In an attempt to elucidate the biodistribution and considering the previous experiment, compounds were incubated in HeLa cells for 2 h and MitoTracker Green, a mitochondrial selective dye, was added as internal standard. Mitochondria is an important biological target and several metal complexes targeting mitochondria have been encountered. Superimposition of the images reveals a partial mitochondrial localization for the ligand PDI-2 and the copper complex PDI-4 (Figure 8). Additionally, small spots near the nuclear region that do not match with the mitochondrial biodistribution can be observed. This accumulation may point to a localization in the Golgi apparatus, although further experiments with this specific dye as internal standard should be performed.

4. Conclusions

We report the synthesis of perylenediimide (PDI) derivatives bearing one or four dipyridylamino fragments with the purpose of studying the coordination properties to silver and copper phosphine complexes. These ligands coordinate to the metal fragments in a chelate fashion and mononuclear or tetranuclear complexes have been achieved. As perylenediimides are very interesting chromophore groups, the photophysical properties of the ligands and complexes have been studied. The coordination of the metal center did not reveal a significant effect on the emission energy in the complexes, which are mainly based on the PDI ligands, although a higher quantum yield was observed upon coordination of the metal complexes. For the tetranuclear silver or copper derivatives, quenching of the luminescence was observed.

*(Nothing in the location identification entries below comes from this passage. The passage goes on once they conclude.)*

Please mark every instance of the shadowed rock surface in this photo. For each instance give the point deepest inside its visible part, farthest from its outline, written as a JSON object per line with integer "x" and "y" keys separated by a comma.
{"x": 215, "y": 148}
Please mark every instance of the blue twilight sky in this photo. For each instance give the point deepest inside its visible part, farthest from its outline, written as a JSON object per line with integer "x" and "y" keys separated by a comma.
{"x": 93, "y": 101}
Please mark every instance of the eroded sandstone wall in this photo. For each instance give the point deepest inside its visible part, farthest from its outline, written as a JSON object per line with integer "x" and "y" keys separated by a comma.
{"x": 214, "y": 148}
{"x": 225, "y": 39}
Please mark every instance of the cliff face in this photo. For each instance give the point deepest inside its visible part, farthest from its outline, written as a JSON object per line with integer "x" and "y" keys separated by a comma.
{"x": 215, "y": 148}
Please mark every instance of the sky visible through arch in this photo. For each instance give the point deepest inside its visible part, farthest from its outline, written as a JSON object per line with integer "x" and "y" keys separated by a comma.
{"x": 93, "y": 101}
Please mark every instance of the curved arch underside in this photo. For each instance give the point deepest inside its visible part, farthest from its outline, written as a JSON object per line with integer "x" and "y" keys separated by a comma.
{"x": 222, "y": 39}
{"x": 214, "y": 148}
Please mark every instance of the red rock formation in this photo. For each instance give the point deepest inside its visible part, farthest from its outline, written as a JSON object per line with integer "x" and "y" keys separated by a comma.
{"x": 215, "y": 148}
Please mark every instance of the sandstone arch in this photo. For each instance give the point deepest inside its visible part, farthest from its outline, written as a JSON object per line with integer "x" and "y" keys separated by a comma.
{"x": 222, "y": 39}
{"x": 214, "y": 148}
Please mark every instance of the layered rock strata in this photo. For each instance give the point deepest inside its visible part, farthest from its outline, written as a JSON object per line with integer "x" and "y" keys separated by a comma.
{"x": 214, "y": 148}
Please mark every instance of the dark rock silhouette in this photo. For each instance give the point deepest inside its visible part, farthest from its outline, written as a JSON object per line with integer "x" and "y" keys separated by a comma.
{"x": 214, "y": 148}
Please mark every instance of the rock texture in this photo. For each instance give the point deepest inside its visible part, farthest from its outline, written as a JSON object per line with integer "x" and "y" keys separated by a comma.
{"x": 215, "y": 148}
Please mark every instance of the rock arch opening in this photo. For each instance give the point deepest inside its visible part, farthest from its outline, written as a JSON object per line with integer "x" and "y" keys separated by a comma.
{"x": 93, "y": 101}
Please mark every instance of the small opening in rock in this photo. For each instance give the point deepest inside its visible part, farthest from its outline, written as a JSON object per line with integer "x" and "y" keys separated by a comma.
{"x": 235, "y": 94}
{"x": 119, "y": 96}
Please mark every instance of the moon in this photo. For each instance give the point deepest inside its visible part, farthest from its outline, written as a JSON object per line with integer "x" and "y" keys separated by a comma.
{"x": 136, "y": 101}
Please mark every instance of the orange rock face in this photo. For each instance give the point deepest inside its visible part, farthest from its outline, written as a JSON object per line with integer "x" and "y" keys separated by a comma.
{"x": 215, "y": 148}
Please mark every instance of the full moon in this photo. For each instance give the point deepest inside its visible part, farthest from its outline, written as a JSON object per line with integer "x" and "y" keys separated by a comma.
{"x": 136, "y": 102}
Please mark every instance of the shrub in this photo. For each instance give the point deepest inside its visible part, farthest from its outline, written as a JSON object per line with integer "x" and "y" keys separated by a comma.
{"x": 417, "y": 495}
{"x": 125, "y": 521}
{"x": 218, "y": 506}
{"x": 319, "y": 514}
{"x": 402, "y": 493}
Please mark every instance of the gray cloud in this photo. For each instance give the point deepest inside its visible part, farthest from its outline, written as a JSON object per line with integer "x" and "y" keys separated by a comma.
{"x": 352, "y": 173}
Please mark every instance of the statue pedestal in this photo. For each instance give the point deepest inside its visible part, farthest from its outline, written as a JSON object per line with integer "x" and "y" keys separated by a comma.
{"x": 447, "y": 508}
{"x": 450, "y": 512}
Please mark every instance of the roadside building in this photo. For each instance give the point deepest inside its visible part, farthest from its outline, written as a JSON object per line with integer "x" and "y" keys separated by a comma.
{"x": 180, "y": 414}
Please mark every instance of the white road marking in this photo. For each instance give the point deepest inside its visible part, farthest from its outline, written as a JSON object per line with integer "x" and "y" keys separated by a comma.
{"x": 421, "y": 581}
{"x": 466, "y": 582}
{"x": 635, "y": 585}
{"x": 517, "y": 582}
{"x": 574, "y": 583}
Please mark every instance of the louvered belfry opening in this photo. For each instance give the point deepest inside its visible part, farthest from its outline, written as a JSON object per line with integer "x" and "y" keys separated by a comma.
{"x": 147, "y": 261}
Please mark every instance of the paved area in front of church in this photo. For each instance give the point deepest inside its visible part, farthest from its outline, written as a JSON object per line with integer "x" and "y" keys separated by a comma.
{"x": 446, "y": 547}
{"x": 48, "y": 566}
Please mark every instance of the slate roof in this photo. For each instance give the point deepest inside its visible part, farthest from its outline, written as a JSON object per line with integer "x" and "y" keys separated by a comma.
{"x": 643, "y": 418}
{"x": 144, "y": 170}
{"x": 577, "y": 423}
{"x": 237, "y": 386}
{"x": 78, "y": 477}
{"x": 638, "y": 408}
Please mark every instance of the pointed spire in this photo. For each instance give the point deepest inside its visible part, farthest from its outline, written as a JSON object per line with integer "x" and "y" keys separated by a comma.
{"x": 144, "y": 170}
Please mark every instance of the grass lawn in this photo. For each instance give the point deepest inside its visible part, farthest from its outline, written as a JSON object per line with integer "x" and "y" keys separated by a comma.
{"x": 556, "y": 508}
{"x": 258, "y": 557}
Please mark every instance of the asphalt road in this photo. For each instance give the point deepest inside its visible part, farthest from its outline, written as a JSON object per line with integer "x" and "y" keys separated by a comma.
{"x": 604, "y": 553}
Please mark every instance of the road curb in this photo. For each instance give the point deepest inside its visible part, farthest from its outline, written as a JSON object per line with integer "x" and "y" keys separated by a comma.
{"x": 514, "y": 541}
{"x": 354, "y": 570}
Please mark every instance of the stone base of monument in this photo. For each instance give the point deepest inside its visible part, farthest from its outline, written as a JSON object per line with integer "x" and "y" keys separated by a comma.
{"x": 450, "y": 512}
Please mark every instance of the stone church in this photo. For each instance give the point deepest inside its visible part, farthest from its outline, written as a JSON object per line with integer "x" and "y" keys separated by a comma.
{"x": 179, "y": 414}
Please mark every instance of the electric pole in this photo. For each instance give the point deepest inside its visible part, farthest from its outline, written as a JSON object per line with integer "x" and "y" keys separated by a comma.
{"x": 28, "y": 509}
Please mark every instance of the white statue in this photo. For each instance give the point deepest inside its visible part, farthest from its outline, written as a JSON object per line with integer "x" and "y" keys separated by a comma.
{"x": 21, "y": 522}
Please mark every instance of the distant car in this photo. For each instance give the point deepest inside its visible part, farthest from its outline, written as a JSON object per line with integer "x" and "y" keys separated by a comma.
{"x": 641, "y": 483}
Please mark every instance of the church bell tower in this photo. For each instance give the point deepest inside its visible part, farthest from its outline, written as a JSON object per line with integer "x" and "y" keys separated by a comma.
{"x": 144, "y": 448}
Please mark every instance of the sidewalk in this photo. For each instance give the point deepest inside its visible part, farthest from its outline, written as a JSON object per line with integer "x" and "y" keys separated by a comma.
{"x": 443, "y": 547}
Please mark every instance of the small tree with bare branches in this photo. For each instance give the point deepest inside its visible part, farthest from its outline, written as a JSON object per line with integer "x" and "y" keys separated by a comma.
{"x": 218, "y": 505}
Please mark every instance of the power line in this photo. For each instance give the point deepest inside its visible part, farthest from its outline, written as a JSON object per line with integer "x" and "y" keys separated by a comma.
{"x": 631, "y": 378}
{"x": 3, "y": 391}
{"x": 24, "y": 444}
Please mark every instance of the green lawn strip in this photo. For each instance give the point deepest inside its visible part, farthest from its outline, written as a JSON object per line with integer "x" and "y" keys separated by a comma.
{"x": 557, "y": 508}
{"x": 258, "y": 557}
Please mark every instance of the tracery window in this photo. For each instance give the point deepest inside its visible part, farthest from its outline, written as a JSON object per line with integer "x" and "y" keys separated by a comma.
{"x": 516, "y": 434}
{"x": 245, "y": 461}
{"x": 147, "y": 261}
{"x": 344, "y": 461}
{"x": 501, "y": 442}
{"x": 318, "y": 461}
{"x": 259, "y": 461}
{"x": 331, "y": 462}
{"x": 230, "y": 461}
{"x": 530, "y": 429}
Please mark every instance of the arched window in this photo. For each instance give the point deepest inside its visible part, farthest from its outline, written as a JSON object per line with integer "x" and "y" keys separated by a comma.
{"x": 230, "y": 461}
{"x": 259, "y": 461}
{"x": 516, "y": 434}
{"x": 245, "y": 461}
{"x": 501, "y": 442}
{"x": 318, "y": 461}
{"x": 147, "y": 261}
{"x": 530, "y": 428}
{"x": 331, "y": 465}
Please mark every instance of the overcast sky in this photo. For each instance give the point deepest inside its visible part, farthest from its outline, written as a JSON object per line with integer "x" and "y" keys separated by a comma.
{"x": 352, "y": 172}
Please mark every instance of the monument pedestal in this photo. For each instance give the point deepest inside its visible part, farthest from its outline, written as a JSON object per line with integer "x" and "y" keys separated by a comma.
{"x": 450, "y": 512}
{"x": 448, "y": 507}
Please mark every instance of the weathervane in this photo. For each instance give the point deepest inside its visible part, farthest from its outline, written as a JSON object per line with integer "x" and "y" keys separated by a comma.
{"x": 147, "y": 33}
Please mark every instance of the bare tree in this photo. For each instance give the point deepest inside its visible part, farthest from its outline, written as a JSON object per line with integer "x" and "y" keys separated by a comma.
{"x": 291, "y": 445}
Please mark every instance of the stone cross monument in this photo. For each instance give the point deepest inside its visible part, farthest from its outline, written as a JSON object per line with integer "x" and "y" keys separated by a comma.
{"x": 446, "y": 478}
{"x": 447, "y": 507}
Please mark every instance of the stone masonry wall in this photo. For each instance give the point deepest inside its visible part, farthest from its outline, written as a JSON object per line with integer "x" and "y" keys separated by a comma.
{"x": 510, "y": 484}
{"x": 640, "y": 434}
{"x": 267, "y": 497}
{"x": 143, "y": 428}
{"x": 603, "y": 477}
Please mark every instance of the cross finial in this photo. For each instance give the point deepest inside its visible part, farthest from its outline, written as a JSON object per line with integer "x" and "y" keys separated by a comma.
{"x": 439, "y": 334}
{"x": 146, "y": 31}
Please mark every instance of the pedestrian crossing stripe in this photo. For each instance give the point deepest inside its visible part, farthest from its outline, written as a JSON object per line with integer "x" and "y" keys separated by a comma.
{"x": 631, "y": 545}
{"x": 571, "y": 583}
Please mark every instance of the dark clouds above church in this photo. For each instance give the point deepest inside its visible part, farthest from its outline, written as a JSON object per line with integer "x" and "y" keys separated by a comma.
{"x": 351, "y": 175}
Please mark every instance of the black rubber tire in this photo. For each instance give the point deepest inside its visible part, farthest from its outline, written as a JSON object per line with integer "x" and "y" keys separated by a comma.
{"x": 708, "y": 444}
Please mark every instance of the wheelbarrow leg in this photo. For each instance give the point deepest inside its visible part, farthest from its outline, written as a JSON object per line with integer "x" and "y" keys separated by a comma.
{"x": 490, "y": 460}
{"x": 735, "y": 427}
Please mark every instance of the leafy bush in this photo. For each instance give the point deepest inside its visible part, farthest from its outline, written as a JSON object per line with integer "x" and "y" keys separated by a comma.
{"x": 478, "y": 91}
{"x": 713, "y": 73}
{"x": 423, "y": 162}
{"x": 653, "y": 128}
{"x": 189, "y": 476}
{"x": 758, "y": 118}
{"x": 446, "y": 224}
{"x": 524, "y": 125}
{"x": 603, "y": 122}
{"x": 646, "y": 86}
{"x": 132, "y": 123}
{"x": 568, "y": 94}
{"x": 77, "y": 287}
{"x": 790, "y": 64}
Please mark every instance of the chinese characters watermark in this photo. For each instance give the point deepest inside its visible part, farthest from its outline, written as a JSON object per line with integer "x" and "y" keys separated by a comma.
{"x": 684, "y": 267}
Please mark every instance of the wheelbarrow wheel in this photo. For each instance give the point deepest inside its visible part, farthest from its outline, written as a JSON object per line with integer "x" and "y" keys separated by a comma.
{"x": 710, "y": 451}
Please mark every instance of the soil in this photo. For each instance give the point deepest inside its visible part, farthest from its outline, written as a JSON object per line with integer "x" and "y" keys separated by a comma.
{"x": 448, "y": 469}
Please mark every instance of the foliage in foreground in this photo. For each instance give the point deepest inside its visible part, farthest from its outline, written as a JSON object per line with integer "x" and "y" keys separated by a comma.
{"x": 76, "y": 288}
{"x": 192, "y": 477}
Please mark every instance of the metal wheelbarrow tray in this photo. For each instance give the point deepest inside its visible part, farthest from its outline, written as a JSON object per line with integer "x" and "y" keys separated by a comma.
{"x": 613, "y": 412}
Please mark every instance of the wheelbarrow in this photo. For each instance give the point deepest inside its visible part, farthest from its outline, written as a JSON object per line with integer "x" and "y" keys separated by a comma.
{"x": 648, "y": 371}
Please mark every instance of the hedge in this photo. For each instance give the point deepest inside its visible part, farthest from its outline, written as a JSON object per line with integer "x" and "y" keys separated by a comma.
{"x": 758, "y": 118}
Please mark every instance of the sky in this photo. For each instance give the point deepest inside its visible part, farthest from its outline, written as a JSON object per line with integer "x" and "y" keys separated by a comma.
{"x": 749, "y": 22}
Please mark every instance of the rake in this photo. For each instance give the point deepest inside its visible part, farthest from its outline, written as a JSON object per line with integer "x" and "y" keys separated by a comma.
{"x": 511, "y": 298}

The antiproliferative effect of the free perylenediimide ligand and the metal complexes against the cervix cancer cell line HeLa was determined by the MTT assay. The free perylenediimide ligands exhibit a moderate cytotoxic activity, but the coordination of silver or copper to the dypyridylamino fragment greatly enhanced the activity, suggesting a synergistic effect between the two fragments. Flow cytometry experiments showed that the metal complexes induce an apoptotic cell death. To assert the cellular biodistribution of the PDIs and the complexes, a colocalization experiment using specific dyes for the lysosomes or mitochondria as internal standards revealed a major internalization inside the cell for the metal complexes as well as a partial mitochondrial localization.